How the ICMP message is used to identify the IP datagram that caused the error?
The purpose of the lab is to observe an ICMP port unreachable message and to see how the ICMP message is used to identify the IP datagram that caused the error.
Open a terminal window on hostC1 and start tcpdump:
Open another terminal window on hostC1 send a single UDP datagram to a non-existent port (32000) on hostA1.
Observe the sock output
Observe the tcpdump output.
Results:
sock output:
[student@hostC1 ~]$ sock -u hostA1 32000
hello
recv error: Connection refused
tcpdump output:
[student@hostC1 ~]$ sudo tcpdump -n -v port 32000 or icmp
tcpdump: listening on e0, link-type EN10MB (Ethernet), capture size 96 bytes
15:01:23.256295 IP (tos 0x0, ttl 64, id 15731, offset 0, flags [none], proto UDP (17), length 34)

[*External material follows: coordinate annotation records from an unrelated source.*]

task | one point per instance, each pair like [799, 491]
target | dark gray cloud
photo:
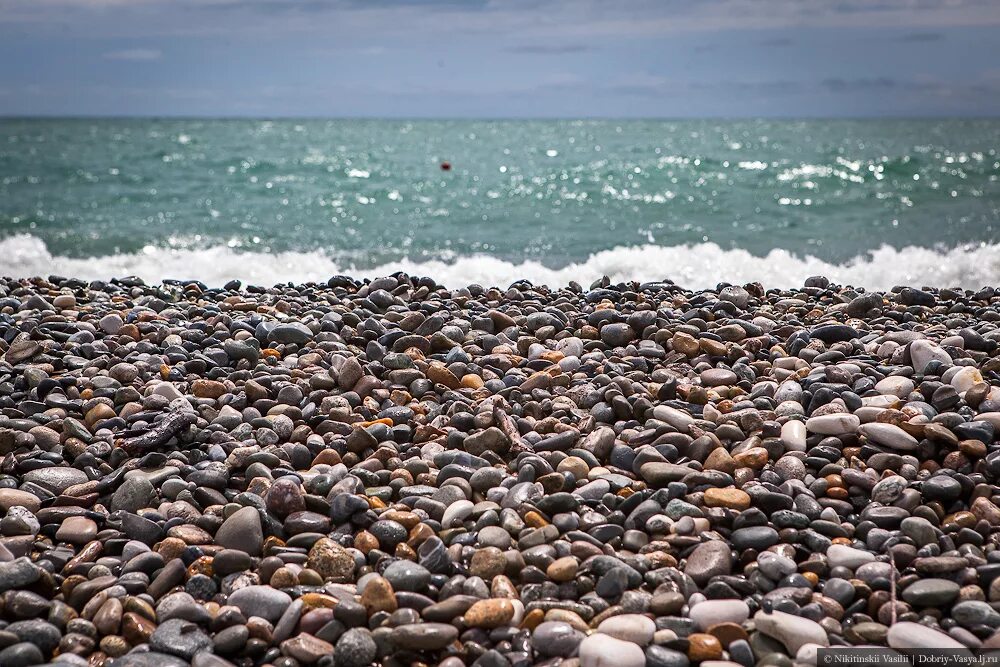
[922, 37]
[550, 49]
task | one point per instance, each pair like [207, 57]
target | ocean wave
[696, 266]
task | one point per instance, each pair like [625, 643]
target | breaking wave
[694, 266]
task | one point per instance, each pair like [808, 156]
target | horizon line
[418, 118]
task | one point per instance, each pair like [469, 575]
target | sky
[500, 58]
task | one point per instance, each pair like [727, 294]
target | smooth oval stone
[841, 555]
[834, 424]
[424, 636]
[264, 601]
[906, 635]
[792, 631]
[889, 435]
[601, 650]
[931, 592]
[793, 436]
[710, 612]
[633, 628]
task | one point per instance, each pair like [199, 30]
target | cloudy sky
[500, 58]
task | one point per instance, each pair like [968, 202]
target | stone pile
[391, 472]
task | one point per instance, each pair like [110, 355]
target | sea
[874, 203]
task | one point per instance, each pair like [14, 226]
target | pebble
[601, 650]
[390, 471]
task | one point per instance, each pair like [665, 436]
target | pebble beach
[391, 472]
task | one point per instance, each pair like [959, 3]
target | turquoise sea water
[555, 197]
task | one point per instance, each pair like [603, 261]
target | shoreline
[393, 472]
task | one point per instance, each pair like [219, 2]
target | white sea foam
[698, 266]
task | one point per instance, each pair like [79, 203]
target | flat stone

10.1.3.1.64270 > 10.1.1.1.32000: UDP, length 6
15:01:23.279295 IP (tos 0x0, ttl 62, id 15710, offset 0, flags [none], proto ICMP (1), length 56)
10.1.1.1 > 10.1.3.1: ICMP 10.1.1.1 udp port 32000 unreachable, length 36
IP (tos 0x0, ttl 62, id 15731, offset 0, flags [none], proto UDP (17), length 34)
10.1.3.1.64270 > 10.1.1.1.32000: UDP, length 6
Discussion:
In Frame 1 the IP header and the UDP header are highlighted.
Frame 2 is the ICMP port unreachable message sent by hostA1 caused by the IP datagram in Frame 1.The ICMP payload of the ICMP message is the IP header + 8 bytes of IP payload of the datagram that caused the error.
HostC1 passes the unreachable port message to the sock application on port 64270.
The Sock program prints connection refused.